A wearable collaborative energy harvester combination of frequency-up conversion vibration, ambient light and thermal energy

In this study, a wearable multi-source collaborative energy harvester (MC-EH) is proposed to overcome the problem that a single-source EH is unstable from time to time. A customized ring monocrystalline silicon photovoltaic (PV) cell on the surface of energy harvester (EH) is used to harvest ambient light energy. The thermoelectric generator (TEG) converts the thermal energy of the temperature difference into electrical energy. A Macro-Fiber Composite (MFC) constitutes piezoelectric frequency up-conversion rotating structure, which harvest the low frequency vibration energy. The advantages of designed MC-EH are that energy of human body and environment can be fully harvested.
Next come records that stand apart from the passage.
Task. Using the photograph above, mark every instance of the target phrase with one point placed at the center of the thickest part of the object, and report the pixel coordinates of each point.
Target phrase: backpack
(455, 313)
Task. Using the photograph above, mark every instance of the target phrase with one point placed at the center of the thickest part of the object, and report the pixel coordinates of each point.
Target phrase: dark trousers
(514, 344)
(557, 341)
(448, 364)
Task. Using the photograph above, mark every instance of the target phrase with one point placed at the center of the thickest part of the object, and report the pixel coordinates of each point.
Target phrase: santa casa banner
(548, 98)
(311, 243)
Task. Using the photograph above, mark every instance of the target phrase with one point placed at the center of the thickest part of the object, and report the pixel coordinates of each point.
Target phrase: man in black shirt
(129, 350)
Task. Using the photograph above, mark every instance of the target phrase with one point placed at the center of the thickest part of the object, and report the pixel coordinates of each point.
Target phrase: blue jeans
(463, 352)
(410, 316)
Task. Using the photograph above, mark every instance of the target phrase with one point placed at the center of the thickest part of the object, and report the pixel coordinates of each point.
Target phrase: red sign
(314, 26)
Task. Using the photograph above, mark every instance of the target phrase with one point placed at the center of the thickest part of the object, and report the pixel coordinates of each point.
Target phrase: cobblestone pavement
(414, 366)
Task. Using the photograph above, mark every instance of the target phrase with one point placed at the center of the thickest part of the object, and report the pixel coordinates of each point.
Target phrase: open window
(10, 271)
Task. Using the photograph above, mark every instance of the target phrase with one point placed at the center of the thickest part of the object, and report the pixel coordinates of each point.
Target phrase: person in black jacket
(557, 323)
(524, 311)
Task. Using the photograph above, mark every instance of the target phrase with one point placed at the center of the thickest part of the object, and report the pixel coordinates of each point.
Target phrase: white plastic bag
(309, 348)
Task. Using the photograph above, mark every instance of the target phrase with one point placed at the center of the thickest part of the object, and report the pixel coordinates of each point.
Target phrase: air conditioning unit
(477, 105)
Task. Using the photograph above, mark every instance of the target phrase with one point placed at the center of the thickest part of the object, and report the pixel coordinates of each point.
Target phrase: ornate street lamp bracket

Due to the difficulty in extracting small voltage generated by TEG independently, MC-EH was improved that it can extract thermal energy in the process of vibration energy extraction efficiently by the interface circuit. Results showed that maximum output power of harvester was about 4.48 mW, power density was 1.5 × 10−4 W/cm3. MC-EH can work efficiently in different human movement states and environments conditions. Therefore, MC-EH may provide electric energy for wearable device. Three energy harvesting systems are integrated into one compact structure by MC-EH, forming the advantages and originality of MC-EH that brought a case study of EH.